The Student Loans Company will:
- Never ask to update your bank details
- Never ask you to verify your account details
- Never ask you to click a link, always type the address yourself: www.direct.gov.uk/studentfinance
- Never ask you to answer combinations on the same screen i.e Your Customer Reference Number and Password on the same screen
- Never provide you with a choice of secret questions. We will only ever ask you the question you gave us.
- Never ask you to update items such as date of birth or provide your email address password.
The Company has partnered with ‘Get Safe Online’ to produce a phishing guide and top tips to promote online student safety and protection against scam emails.
White van scam
One of the oldest (and most frequently repeated) scams targeting students is the so-called white van speaker scam. It involves people with a van or commercial vehicle (of any colour, often with a logo) selling electronic goods, supposedly at a huge discount, direct to passers-by. These scams will often target residential areas where lots of students live. The products being sold are often manufactured especially for the scam, and of very poor quality.
Scams impersonating the UK Border Agency
International students in the UK have been targeted by a telephone scam. There have been reports of this scam being attempted in July 2012 and January 2013. The phone caller would impersonate the UKBA, claim there was a problem with a pending application or a current visa, and ask students for credit card details to pay a fine. See the telephone scam targeting international students news item for more information.
Scams involving a money transfer “job”
Several students have been victims in a particular sort of money laundering scam. Often these scams look like normal jobs, and are sometimes advertised on official job search websites.

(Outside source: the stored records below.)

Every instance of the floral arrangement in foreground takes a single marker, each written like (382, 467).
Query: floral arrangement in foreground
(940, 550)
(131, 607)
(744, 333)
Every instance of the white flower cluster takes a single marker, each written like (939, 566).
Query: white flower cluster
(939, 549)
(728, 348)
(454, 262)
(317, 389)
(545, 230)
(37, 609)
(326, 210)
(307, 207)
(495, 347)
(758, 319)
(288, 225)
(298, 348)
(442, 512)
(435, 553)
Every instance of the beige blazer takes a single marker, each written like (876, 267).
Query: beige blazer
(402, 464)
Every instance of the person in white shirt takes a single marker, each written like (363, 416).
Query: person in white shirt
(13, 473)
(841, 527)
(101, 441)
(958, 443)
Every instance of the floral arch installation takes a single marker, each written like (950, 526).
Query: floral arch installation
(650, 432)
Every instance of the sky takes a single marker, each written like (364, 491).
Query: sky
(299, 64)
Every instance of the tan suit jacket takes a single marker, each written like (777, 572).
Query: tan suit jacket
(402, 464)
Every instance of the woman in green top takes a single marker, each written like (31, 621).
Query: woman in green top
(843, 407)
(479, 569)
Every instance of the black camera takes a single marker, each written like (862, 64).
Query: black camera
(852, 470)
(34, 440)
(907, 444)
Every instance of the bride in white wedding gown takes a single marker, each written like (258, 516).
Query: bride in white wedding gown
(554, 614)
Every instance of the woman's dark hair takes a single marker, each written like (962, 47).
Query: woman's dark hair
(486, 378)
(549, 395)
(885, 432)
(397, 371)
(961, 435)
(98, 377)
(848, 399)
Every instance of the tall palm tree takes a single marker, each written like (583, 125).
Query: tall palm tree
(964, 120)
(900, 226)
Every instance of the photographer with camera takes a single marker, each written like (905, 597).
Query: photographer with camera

Adverts offer positions such as ’mystery shopper’ – though it is possible that other job titles could also be used. When a student responds to the advert they are asked to give personal details and are then sent a letter containing American Express travellers cheques. The student is directed to deposit the travellers cheques into their bank account and, once cleared, to take a proportion as payment and transfer the rest of the deposit abroad.
To date, all the travellers cheques received through this scam have been counterfeit and this appears to be an elaborate way to launder the counterfeit travellers cheques via personal bank accounts.
There is a variation of this scam not involving travellers cheques, where stolen or illicitly obtained money is transferred directly into your account and your are asked to transfer it to another person so that the trail is harder for the police to follow.
This process is illegal in the UK and can carry severe penalties.
Even if you did not know this was a scam the police can still charge you and penalties can still be applied to you.
In most cases your UK bank account will be closed and you will also not be able to open another one as there will be a fraud notice on your financial record. Your bank would also be required by law to report any suspicious of money laundering or illegal transfer to the police.